The most prevailing theme in the collection reveals The Virginian as a work with a "multiplicity of meanings," not "a coherent, harmoniously unified text" (126). And while editors Melody Graulich and Stephen Tatum have chosen a wide range of essays, each seeks to complicate Wister's text and demonstrate how its historical portrayal has limited a more thorough critical evaluation. Early readings correctly identified Wister's preoccupation with creating a hypermasculine hero, but essays like Stephen Tatum's "Pictures (Facing) Words" and William R. Handley's "Wister's Omniscience and Omissions" demonstrate how gender is a performed and fluid negotiation, one in which masculinity is both celebrated and critiqued. For example, Tatum reads the illustrations in the original version of The Virginian as texts that both support and contradict Wister's words; moreover, Tatum's discovery of the author's approval of the drawings shows how Wister was often unsure of his intentions. Handley further illustrates this uncertainty, arguing that Wister created an ending that he found "unsatisfying" (39) in order to present his audience with a national plot he felt was needed.
The multiplicity of meanings in Wister's text allow for the essays in this collection to derive competing conclusions.
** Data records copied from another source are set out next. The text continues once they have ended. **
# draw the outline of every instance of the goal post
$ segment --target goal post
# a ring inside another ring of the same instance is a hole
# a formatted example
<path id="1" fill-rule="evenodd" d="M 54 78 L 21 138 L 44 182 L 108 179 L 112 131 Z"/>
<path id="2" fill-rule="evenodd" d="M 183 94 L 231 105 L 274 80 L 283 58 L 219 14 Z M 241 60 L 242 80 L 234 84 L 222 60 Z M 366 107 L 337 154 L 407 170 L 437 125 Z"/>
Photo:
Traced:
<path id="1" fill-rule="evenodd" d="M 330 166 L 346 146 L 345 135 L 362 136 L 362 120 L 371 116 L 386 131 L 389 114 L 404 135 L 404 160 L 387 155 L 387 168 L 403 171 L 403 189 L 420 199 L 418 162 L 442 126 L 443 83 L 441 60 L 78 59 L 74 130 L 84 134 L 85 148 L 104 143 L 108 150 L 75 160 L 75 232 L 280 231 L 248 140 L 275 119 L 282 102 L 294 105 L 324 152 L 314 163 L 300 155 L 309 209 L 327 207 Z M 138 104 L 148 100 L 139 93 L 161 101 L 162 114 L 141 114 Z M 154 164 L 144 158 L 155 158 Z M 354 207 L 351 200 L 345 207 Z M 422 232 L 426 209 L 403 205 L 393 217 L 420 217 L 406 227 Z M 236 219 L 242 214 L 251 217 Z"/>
Nowhere is this more apparent than in Louis Owens's and Jennifer S. Tuttle's essays; both discuss the relationship between Native Americans and The Virginian, but while Owens's essay compares the absence of the indigenous population in the text with the historical erasure of that population, Tuttle contends that Wister's protagonist is marked by the traits and qualities of Native Americans. These markings are Wister's attempt, Tuttle claims, to give the nation's racial majority a claim to an indigenous masculinity that will ensure the survival of white manhood.
While both Owens and Tuttle provide historical analysis in their essays, Gary Scharnhorst's "Wister and The Great Railway Strike of 1894" is one of the most compelling examples of the marriage between history and Wister's work. Scharnhorst contradicts earlier critics who have labeled The Virginian as apolitical or neutral, claiming instead how the novel "relates to a specific historical context and simultaneously stages an ideologically loaded version of that history" (113). As do the other contributors, Scharnhorst demonstrates how the text can support multiple interpretations; his essay provides one, but allows and hopes for many more. [End Page 754]
Rather than providing a traditional reading of The Virginian, the collection of essays in Reading The Virginian in the New West reveals a text replete with meaning, a fertile ground for competing analyses. One cannot pass a day without finding The Virginian's legacy in American popular culture, and while that legacy often focuses on the traditional elements of the western genre, Graulich and Tatum's collection allows for the possibility of continued critical evaluations of this text and all western writings.